Better by design: What to expect from novel CAR-engineered cell therapies?

Abstract

Chimeric antigen receptor (CAR) technology, and CAR-T cells in particular, have emerged as a new and powerful tool in cancer immunotherapy since demonstrating efficacy against several hematological malignancies. However, despite encouraging clinical results of CAR-T cell therapy products, a significant proportion of patients do not achieve satisfactory responses, or relapse. In addition, CAR-T cell applications to solid tumors is still limited due to the tumor microenvironment and lack of specifically targetable tumor antigens. All current products on the market, as well as most investigational CAR-T cell therapies, are autologous, using the patient's own peripheral blood mononuclear cells as starting material to manufacture a patient-specific batch. Alternative cell sources are, therefore, under investigation (e.g. allogeneic cells from an at least partially human leukocyte antigen (HLA)-matched healthy donor, universal “third-party” cells from a non-HLA-matched donor, cord blood-derived cells, immortalized cell lines or cells differentiated from induced pluripotent stem cells). However, genetic modifications of CAR-engineered cells, bioprocesses used to expand cells, and improved supply chains are still complex and costly.
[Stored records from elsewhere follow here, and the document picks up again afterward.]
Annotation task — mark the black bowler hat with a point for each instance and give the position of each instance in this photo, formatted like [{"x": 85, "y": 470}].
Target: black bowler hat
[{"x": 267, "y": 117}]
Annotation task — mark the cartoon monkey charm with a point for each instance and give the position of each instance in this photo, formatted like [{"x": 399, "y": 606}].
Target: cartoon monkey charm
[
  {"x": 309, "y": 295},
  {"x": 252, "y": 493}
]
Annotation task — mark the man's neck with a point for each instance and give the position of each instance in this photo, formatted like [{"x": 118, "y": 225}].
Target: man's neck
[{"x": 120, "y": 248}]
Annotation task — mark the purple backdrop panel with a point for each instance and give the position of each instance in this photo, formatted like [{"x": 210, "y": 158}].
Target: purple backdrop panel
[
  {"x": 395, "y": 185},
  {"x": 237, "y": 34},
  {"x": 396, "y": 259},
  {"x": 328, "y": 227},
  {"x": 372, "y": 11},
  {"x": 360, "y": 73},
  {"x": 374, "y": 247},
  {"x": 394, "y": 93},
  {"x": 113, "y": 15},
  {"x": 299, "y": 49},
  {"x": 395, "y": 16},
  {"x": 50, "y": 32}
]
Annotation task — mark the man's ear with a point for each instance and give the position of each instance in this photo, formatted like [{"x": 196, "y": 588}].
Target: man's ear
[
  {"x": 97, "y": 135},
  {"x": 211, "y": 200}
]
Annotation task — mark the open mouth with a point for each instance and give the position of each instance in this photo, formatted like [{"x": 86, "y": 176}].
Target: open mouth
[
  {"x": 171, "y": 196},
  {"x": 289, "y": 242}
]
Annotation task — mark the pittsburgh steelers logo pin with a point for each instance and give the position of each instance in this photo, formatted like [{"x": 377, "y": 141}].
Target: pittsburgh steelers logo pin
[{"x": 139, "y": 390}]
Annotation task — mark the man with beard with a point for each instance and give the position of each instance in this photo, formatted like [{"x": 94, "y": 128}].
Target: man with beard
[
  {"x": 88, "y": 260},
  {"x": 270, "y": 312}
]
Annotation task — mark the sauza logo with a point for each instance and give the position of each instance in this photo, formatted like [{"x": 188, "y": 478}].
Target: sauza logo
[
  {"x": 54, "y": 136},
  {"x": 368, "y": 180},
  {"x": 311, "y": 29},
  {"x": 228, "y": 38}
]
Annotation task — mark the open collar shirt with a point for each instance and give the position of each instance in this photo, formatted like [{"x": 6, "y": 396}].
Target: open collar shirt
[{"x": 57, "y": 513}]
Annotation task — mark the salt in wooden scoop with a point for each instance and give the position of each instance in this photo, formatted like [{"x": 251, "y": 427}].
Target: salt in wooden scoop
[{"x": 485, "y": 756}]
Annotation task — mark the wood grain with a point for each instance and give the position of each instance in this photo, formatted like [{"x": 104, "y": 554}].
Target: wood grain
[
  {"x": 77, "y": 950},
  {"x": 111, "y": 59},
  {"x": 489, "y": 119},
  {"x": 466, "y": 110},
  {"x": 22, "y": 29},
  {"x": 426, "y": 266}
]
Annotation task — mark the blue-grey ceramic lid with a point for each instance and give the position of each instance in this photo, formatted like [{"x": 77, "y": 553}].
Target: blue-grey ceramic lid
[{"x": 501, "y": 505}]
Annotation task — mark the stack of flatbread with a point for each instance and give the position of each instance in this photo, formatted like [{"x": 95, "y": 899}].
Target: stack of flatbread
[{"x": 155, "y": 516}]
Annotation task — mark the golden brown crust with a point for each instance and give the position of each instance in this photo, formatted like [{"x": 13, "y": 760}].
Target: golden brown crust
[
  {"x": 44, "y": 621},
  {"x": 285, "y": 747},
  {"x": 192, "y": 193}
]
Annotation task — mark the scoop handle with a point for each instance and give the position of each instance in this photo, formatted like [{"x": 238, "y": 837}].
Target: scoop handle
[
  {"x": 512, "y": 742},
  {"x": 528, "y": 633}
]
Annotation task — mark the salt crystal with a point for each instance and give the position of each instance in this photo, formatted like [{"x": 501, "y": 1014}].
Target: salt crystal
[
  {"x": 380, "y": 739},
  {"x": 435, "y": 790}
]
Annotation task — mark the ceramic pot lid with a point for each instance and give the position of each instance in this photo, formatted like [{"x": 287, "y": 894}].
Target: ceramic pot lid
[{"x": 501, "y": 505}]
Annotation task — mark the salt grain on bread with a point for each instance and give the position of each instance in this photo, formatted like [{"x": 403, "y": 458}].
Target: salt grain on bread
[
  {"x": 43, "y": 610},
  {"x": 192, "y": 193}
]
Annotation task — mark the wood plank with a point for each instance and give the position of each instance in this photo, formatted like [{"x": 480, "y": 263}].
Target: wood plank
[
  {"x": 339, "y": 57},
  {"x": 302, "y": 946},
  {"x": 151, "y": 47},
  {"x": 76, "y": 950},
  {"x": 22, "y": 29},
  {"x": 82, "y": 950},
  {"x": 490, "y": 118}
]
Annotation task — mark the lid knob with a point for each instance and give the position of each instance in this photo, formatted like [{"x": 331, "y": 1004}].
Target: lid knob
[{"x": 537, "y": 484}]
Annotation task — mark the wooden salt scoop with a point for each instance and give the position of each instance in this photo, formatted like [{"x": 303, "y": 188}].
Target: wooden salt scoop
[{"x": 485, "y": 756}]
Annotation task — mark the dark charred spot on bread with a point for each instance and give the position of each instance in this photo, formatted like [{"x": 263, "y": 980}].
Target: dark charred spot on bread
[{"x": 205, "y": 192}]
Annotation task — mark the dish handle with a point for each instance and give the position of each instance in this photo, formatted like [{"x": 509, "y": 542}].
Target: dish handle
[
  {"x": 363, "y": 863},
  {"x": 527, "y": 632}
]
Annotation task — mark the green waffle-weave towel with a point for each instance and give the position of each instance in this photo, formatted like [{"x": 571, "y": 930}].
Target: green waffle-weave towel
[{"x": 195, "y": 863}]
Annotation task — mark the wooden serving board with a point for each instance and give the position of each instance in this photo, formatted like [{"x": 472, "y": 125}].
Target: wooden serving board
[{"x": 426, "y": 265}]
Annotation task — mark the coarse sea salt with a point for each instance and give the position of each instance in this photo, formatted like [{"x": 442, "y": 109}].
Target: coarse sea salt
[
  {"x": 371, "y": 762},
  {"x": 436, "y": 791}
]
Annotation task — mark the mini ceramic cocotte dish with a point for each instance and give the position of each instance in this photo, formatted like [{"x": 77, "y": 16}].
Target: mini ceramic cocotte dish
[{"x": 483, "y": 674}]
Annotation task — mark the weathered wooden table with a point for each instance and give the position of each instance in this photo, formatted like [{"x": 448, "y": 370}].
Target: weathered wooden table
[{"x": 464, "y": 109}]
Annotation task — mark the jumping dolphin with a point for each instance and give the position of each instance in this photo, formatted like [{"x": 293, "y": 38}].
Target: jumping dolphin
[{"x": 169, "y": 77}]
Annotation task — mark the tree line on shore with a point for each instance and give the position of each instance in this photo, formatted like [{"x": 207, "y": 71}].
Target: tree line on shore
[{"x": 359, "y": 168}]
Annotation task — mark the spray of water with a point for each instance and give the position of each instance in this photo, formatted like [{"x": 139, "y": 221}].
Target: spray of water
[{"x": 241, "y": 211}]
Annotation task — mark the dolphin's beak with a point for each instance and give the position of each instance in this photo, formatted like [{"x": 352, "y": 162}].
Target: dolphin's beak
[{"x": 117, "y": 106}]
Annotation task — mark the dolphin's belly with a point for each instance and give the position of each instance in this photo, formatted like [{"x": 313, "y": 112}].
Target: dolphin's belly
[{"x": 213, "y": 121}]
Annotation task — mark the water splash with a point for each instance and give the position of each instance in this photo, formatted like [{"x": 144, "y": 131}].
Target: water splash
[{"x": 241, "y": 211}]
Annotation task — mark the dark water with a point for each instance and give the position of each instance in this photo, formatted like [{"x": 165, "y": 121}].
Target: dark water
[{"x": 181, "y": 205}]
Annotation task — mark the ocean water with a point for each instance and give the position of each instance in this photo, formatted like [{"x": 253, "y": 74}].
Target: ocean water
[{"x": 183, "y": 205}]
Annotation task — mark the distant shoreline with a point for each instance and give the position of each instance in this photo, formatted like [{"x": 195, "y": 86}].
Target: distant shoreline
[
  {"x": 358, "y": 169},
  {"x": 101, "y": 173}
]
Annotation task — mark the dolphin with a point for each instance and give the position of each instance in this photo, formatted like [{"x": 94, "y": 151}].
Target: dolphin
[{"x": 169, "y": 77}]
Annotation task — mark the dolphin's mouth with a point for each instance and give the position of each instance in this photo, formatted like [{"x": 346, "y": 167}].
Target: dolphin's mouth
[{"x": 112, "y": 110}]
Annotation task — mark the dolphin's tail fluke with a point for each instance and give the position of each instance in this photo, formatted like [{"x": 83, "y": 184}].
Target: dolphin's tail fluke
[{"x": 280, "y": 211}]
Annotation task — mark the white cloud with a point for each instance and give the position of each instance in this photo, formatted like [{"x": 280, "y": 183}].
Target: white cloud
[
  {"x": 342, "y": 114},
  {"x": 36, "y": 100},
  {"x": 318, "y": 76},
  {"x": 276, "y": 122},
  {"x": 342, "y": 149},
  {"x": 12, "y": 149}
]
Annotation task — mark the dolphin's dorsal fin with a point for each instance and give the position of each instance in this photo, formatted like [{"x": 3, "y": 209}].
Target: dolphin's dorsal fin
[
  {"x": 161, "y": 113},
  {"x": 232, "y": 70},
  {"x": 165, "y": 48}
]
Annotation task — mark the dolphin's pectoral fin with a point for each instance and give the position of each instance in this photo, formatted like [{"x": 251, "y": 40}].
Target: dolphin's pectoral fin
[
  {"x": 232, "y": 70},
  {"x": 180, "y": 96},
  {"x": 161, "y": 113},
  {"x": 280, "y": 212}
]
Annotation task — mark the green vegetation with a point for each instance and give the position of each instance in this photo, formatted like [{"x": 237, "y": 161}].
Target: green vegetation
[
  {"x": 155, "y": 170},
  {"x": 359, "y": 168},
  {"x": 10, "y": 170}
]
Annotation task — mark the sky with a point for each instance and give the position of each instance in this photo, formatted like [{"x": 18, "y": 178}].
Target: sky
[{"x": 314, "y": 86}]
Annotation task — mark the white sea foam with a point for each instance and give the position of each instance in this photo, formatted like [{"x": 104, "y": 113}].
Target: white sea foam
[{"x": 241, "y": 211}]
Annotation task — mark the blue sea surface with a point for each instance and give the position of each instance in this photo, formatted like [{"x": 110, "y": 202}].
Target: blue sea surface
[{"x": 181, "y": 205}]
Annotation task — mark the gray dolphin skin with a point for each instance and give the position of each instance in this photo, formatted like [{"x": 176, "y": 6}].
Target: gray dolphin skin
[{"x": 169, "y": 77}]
To overcome drawbacks associated with CAR-T technologies, novel CAR designs have been used to genetically engineer cells derived from alpha beta (αβ) T cells, other immune cells such as natural killer (NK) cells, gamma delta (γδ) T cells, macrophages or dendritic cells. This review endeavours to trigger ideas on the next generation of CAR-engineered cell therapies beyond CAR-T cells and, thus, will enable effective, safe and affordable therapies for clinical management of cancer. To achieve this, we present a multidisciplinary overview, addressing a wide range of critical aspects: CAR design, development and manufacturing technologies, pharmacological concepts and clinical applications of CAR-engineered cell therapies. Each of these fields employs a large number of ground-breaking scientific advances, where coordinated and complex process and product development occur at their interfaces.